Ø Exemption from filing ROI:
Any NRI covered by the special provision of the Act, as
given below, are exempted from filing ROI:
a) If
his, Gross Total Income during the relevant FY includes only:
· Investment income from a Specified Foreign Exchange Asset;
· Long-term capital gains from a Specified Foreign Exchange Asset
AND
b) Tax on both incomes has been deducted at
source as per provisions of the Act.
Ø
Due Dates for Filing ROI in India:
The due date of filing ROI for FY 2023-24 [Assessment Year (A.Y.) 2024-25] is explained by an example below:
Sr No. | Particulars | Provision | Due date |
1. | Normal Due date | July 31 immediately succeeding the FY i.e. March 31, 2024 | July 31, 2024 |
2. | Anytime after the Normal due date | At any time on or before three months prior to end of relevant A.Y. i.e. March 31, 2025 | December 31, 2024 (i.e. Extended due date) |
3. | Beyond the Extended due date (i.e. Updated ROI, if applicable) | At any time within twenty-four months from the end of relevant A.Y. i.e.

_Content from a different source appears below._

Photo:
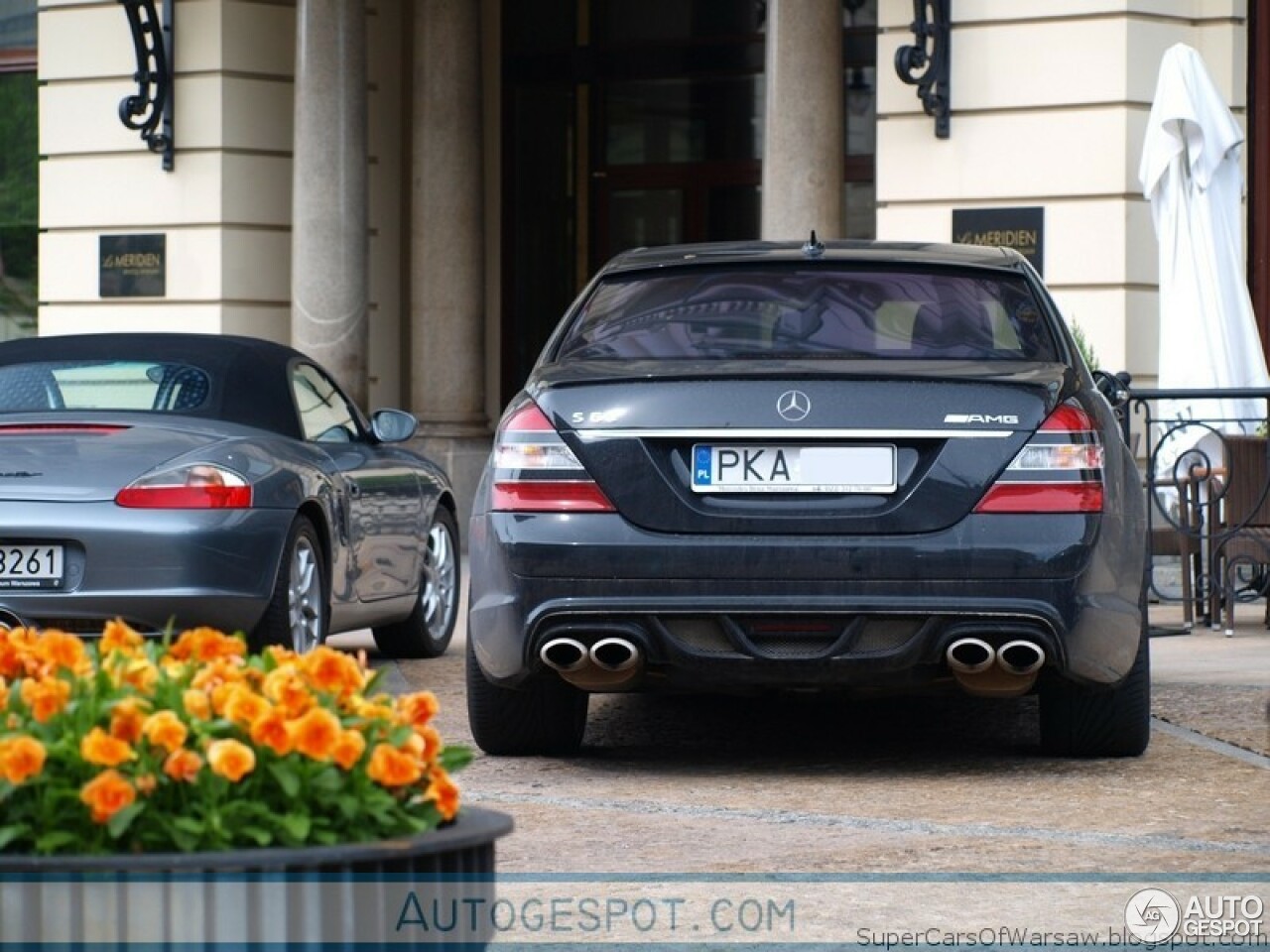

March 31, 2025 | Up to March 31,2027 |
4. | If Application for condonation of delay for filing ROI is filed with Income Tax Department (ITD) and ITD condones the delay in filing ROI | By the due date prescribed in the approval order to condone delay (Note) | On or before date prescribed in approval order for Condonation of Delay |
5. | In case a notice is received from the ITD to file ROI | By the due date prescribed in the notice issued by ITD | On or before date prescribed in notice received. |
Note: Condonation of delay application can be made to prescribed Income tax authorities anytime upto six years from the end of A.Y. (i.e. upto March 31, 2030 for AY 2023-24)
Ø Revision of ROI previously filed:
Yes, if an individual discovers any omission or wrong statement in ROI previously filed he/she may file a revised ROI anytime on or before three months prior to end of relevant AY or before the completion of assessment, whichever is earlier.
Example:
FY | Revise filed ROI by |
2023-24 | December 31, 2024
|
Ø Consequences of filing Belated ROI:
If a NRI does not file his ROI within prescribed due dates, then he shall be liable for the following:
i. Specified losses such as Loss under head capital gains and Profits and gains of business or profession will not be allowed to be set off against the income in the subsequent years.
ii. Liable to pay 1% simple interest per month or part thereof on tax payable amount.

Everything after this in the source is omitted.